In vivo transplantation of dystrophic MPCs failed to reconstitute the myogenic compartment. (A-B′) MPCs isolated from wt (A,A′) and Sgca-null (B,B′) mice backcrossed with GFP transgenic mice. MPC purity was evaluated by double staining for MYOD (red in A,B) and GFP (green in A′,B′) expression. (C) Percentage MYOD⁺/GFP⁺ cells from wt (black) and Sgca-null (white) mice. n=200 clones. (D) qPCR for GFP expression at 2, 4 and 6 days following intramuscular injections of wt (black) and Sgca-null (white) GFP⁺ MPCs into the tibialis anterior of Sgca-null juvenile mice. Three mice were injected per time point for a total of nine mice per group. n=18 mice; ^*, P<0.01 and ^**, P<0.01 for Sgca null versus wt. (E) nlacZ⁺ MPCs (5×10⁵) were injected into the tibialis anterior of juvenile 3-week-old Sgca-null mice. Global cell death rate was calculated by counting TUNEL⁺ cells at three different time points (20 hours, 3 and 10 days). Three mice were injected per time point for a total of nine mice per group. n=18; ^*, P<0.01 and ^**, P<0.01 for Sgca-null versus wt. (F) Double staining for β-gal and TUNEL revealed the apoptotic rate of injected MPCs. Approximately 100 muscle sections were analyzed at each time point. n<100; ^*, P<0.01 for day 3 versus day 10; ^**, P<0.01 for day 3 versus 20 hours. Error bars (C-F) indicate s.e.m. (G-G′) Representative images of TUNEL⁺ Sgca-null donor cells. At day 3 after injection, massive cell death of dystrophic MPCs was observed. Apoptotic donor cells are β-gal⁺ (G′, red) and TUNEL⁺ (G′, green). (H) High-magnification images of donor MPCs (white arrows) following transplantation. In the bottom panel, a TUNEL⁺/β-gal⁺ Sgca-null MPC is situated close to an endogenous apoptotic cell (TUNEL⁺/β-gal^–, yellow arrow). Scale bars: 100 μm.

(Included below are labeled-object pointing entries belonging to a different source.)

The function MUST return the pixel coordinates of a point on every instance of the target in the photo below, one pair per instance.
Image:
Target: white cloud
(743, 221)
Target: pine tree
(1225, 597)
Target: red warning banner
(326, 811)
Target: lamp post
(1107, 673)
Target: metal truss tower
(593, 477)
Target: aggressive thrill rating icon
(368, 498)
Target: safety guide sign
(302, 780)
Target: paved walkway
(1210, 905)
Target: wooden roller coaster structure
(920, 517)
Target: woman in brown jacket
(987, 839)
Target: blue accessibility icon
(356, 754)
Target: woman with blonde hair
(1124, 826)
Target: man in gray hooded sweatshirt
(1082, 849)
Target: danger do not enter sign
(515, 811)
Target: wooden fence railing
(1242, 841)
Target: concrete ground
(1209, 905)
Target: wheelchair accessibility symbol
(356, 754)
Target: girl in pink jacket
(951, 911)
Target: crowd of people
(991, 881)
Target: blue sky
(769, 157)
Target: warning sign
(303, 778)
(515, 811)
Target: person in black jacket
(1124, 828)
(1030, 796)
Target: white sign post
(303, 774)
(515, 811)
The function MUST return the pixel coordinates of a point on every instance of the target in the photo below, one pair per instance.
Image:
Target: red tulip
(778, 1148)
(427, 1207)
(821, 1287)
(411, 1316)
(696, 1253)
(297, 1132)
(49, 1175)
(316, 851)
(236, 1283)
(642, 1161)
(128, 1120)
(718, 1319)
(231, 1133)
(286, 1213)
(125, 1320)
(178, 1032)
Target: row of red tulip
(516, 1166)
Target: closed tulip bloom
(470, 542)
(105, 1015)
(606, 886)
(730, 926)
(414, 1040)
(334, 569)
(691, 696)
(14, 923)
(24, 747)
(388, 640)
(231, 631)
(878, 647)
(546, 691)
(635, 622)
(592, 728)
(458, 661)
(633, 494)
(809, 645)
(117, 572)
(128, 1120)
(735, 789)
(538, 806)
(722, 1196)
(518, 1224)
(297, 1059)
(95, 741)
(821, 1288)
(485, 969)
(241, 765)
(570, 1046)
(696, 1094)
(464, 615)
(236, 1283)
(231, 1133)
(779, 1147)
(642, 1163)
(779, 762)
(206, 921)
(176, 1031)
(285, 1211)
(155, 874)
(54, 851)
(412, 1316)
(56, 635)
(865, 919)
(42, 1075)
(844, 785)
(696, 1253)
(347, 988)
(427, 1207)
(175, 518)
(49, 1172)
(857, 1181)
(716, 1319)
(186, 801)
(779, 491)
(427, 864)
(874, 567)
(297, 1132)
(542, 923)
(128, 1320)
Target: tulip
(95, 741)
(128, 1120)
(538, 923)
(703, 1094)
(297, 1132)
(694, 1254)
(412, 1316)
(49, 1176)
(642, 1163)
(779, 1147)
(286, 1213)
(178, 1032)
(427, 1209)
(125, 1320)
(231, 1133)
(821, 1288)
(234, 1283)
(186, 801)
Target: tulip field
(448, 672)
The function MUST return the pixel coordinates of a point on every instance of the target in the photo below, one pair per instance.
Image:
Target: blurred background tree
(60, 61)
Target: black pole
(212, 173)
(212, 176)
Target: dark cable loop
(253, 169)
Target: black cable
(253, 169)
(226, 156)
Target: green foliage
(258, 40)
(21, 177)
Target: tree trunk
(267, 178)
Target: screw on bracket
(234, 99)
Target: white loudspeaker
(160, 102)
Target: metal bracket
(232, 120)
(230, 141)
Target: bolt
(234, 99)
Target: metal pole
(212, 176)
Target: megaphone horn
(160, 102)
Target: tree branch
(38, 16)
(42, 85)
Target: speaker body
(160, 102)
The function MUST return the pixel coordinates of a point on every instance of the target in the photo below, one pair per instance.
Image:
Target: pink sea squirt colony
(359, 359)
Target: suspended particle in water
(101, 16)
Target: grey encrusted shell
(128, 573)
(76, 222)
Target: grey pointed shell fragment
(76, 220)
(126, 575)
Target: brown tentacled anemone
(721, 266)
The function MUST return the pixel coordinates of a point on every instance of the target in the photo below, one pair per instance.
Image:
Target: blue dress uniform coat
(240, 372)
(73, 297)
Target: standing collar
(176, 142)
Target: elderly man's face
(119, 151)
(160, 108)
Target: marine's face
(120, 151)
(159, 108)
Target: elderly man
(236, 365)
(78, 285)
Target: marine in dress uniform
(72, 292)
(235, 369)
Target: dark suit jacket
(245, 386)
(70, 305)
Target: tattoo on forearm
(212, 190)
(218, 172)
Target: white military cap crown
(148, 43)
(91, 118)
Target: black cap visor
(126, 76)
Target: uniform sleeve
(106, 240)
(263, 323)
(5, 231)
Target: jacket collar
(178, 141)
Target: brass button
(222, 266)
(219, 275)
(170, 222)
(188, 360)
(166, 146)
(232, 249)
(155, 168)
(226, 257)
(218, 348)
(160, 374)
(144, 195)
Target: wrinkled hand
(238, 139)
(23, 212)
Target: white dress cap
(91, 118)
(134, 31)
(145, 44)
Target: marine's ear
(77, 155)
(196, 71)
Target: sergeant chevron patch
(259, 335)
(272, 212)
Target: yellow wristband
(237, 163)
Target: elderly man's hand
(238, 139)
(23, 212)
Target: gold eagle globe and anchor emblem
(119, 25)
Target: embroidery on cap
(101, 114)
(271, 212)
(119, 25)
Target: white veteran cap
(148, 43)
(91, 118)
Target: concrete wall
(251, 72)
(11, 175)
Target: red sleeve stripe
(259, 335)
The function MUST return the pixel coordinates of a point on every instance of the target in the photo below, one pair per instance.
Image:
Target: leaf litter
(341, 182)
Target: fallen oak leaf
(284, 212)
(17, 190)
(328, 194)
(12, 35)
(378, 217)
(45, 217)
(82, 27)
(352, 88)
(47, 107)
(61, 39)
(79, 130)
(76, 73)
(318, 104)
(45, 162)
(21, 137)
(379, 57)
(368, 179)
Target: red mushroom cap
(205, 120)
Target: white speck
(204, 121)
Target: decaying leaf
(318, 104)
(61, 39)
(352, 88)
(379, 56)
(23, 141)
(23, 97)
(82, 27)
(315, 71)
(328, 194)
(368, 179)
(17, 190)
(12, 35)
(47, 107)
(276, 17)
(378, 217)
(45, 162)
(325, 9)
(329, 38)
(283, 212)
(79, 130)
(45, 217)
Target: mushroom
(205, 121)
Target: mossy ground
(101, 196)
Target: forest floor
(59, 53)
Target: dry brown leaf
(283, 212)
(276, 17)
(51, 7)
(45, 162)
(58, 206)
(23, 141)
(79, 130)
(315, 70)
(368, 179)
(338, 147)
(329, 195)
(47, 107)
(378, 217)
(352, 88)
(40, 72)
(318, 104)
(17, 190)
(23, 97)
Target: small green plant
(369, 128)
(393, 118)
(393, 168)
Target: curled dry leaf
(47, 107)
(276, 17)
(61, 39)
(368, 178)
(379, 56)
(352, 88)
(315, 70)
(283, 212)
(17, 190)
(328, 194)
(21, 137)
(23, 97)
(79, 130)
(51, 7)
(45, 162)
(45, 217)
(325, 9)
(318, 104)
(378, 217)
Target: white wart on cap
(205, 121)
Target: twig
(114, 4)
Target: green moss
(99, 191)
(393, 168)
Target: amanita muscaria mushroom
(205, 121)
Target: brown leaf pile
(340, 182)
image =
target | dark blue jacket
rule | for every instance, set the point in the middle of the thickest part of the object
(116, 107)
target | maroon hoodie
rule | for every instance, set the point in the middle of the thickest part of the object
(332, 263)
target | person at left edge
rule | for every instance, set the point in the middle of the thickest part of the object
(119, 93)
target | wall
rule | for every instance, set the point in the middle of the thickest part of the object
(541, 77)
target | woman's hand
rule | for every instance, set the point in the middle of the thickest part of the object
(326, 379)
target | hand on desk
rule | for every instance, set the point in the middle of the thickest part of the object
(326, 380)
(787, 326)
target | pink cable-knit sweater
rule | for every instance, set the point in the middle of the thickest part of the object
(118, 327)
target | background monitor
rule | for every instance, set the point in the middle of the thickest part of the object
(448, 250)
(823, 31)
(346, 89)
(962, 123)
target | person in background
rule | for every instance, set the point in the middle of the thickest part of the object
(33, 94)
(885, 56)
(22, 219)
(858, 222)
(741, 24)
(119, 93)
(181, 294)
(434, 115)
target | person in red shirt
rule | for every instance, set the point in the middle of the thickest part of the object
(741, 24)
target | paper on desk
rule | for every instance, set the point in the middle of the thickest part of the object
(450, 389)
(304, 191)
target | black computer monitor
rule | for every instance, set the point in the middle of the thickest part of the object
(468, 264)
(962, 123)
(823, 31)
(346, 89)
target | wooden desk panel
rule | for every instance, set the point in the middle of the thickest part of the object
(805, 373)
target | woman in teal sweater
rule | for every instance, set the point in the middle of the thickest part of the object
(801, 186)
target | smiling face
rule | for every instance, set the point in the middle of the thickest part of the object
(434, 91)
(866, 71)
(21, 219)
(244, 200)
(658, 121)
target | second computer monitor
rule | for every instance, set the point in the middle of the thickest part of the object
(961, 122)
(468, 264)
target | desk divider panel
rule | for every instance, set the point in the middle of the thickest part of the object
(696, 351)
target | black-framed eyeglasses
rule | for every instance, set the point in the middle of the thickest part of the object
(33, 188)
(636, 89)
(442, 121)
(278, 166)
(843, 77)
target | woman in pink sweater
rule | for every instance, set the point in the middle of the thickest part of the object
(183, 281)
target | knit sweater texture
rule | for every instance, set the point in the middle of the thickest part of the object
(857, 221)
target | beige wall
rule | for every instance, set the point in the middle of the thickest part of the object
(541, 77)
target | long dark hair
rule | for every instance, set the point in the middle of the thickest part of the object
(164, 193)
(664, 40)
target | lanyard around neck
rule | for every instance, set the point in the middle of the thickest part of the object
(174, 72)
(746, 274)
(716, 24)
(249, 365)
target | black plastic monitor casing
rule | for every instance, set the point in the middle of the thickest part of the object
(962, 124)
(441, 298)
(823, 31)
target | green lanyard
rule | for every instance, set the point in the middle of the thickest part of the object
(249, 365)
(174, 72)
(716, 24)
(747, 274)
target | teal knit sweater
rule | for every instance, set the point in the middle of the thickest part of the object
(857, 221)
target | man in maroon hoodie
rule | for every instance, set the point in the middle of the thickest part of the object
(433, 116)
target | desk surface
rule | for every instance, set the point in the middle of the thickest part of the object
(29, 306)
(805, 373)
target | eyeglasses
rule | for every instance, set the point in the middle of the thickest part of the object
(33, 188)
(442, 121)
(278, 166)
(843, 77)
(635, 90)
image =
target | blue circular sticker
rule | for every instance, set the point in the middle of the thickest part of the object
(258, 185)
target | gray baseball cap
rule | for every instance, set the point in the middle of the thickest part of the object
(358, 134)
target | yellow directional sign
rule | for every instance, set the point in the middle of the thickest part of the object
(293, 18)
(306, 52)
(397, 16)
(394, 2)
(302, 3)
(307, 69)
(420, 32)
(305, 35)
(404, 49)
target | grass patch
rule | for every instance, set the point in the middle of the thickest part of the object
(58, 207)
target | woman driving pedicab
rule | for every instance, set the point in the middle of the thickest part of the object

Genetic correction restores the myogenic potential of Sgca-null MPCs. (A,B) Phase contrast images of single clones from corrected (B) and non-corrected (A) Sgca-null MPCs. (C) Number of cells per clone of corrected (gray) and non-corrected (white) Sgca-null MPCs. Black bars indicate wt MPCs. n=5; ^*, P<0.01 for corrected versus non-corrected MPCs. (D,D′) MyHC (red) and V5 (green) staining of Sgca-null corrected cells. n=5. (E) Number of nuclei per myotube of corrected (gray) and non-corrected (white) Sgca-null MPCs. Black bars indicate wt MPCs. n=5 experiments performed in triplicate; ^*, P<0.01 for corrected versus non-corrected MPCs. (F) WB analysis of protein extracts from corrected Sgca-null and wt MPCs immunoprecipitated with SGCA polyclonal antibodies and detected with FGFR1 (top) and SGCA (middle) monoclonal antibodies. No SGCA signal was obtained from the immunodepleted (ID) fraction (bottom). n=3. (G) qPCR for GFP expression at 2, 4 and 6 days following intramuscular injections of wt (black), corrected Sgca-null (gray) and non-corrected Sgca-null (white) GFP⁺ MPCs into the tibialis anterior of Sgca-null juvenile mice. Three mice were injected per time point for a total of nine mice per group. n=18 mice; ^*, P<0.01 and ^**, P<0.01 for corrected versus non-corrected MPCs. Error bars (C,E,G) indicate s.e.m. Scale bars: 200 μm in A,B; 100 μm in D,D′.